728x90 AdSpace

Latest News
Rabu, 15 Maret 2017

Wahhabisme dan Gerakan Islam di Indonesia: Dinamika, Pengaruh dan Perkembangannya


Oleh: Prof. Dr. Achmad Jainuri
Guru Besar tentang Terorisme di Fakultas Ushuluddin IAIN Sunan Ampel Surabaya
Rektor Univ. Muhammadiyah Sidoarjo 2006-2014

Gerakan “Wahhabi”, demikian kebanyakan orang menyebutnya, sebenarnya merupakan gerakan yang didasarkan pada pemikiran dan ajaran Muhammad ibn ‘Abd al-Wahhab (1703-1787). Di kalangan kaum Wahhabiyyun sesungguhnya mereka ini lebih senang disebut kaum “Muwahhidun” daripada “Wahhabi”. Persepsi orang di luar Wahhabi menggolongkannya sebagai sebuah bentuk aliran (sekte) Islam, radikal, tidak toleran, anti tashawwuf, penentang keras bid’ah, khurafat, dan takhayyul, bahkan dipandang sebagai ideologi terorisme. Benarkah semua label seperti ini?

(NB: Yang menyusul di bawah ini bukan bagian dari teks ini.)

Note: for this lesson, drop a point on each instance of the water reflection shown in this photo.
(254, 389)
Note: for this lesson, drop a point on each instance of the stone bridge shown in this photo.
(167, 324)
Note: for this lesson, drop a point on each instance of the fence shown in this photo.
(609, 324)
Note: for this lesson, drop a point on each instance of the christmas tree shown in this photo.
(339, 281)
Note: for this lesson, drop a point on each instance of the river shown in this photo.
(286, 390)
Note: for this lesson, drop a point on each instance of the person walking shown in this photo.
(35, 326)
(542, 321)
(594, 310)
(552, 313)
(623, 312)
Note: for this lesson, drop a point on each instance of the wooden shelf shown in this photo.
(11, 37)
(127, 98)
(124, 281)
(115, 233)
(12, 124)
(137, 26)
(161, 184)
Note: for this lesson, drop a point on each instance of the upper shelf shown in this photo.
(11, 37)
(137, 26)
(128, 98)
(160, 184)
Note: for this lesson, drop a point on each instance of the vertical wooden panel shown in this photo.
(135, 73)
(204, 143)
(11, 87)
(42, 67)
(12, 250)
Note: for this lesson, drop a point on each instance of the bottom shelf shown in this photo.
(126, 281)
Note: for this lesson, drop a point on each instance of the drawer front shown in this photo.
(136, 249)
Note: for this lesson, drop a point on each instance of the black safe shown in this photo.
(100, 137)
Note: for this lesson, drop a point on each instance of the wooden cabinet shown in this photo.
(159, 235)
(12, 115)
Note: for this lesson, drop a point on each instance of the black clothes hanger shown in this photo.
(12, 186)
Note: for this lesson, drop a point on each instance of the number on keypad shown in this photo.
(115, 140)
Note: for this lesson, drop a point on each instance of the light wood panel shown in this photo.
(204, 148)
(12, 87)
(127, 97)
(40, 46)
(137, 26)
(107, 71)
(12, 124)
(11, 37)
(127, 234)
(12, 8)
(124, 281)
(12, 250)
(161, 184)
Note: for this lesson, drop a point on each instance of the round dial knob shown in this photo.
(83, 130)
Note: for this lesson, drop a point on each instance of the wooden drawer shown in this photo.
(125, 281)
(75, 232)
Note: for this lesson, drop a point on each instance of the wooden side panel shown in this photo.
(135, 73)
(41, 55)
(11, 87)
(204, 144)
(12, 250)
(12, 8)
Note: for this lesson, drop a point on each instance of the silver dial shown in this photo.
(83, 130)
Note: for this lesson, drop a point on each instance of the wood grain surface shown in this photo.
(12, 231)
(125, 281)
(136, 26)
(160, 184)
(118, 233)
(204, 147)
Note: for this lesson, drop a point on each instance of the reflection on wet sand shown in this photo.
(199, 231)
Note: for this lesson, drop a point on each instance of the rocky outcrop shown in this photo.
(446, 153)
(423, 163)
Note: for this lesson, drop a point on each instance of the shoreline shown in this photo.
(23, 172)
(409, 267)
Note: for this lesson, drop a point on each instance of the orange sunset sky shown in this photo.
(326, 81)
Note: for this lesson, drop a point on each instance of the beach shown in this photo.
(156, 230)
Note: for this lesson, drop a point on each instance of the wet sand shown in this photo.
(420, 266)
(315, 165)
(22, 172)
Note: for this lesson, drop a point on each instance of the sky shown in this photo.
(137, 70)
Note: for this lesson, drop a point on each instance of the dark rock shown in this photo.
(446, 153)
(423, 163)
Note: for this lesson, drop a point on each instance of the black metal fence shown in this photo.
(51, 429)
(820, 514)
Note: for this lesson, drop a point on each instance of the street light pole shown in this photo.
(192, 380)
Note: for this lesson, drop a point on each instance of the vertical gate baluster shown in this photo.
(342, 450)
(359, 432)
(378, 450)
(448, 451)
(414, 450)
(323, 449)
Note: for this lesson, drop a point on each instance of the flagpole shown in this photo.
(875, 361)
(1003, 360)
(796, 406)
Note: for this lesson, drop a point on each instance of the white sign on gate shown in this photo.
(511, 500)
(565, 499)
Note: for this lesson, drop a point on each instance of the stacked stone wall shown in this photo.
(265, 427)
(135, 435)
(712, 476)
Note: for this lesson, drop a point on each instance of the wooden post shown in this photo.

Pengakuan para pengikut Muhammad ibn ‘Abd al-Wahhab, seperti yang ditulis dalam “What does being Wahhabi mean?” (Saudiswoman’s Weblog), gerakan Muhammad ibn ‘Abd al-Wahhab sesungguhnya bukanlah sekte baru Islam. Gerakan ini mengajarkan orang untuk kembali kepada jalan yang benar dengan keyakinan tauhid yang benar. Muhammad ibn ‘Abd al-Wahhab tidak toleran terhadap praktik penyimpangan aqidah dan karena itu ia dikenal sebagai penentang keras bid’ah, khurafat, dan takhayyul. Ia tidak menentang tashawwuf, karena dia sendiri belajar tashawwuf, tetapi sangat anti pada praktik penyimpangan ajaran tashawwuf. Ia menentang tradisi keagamaan masyarakat Arab saat itu yang sarat dengan praktik ritus magis, percaya dan menyembah-nyembah orang yang dianggap suci, pergi dan melakukan ritus di tempat yang dianggap bisa mendatangkan kebahagiaan. Bagi dia, keberhasilan seseorang terhadap apa yang diinginkan tidak boleh dilakukan dengan melakukan ritus magis dengan berbagai prasarat sesajian yang dipersembahkan kepada pohon, batu dan makam orang yang dianggap suci, tetapi melalui kerja keras. Muwahhidun, demikian para pengagum Muhammad ibn ‘Abd al-Wahhab menambahkan, bukan gerakan ultra-konservatif yang menentang hak-hak asasi manusia dan wanita.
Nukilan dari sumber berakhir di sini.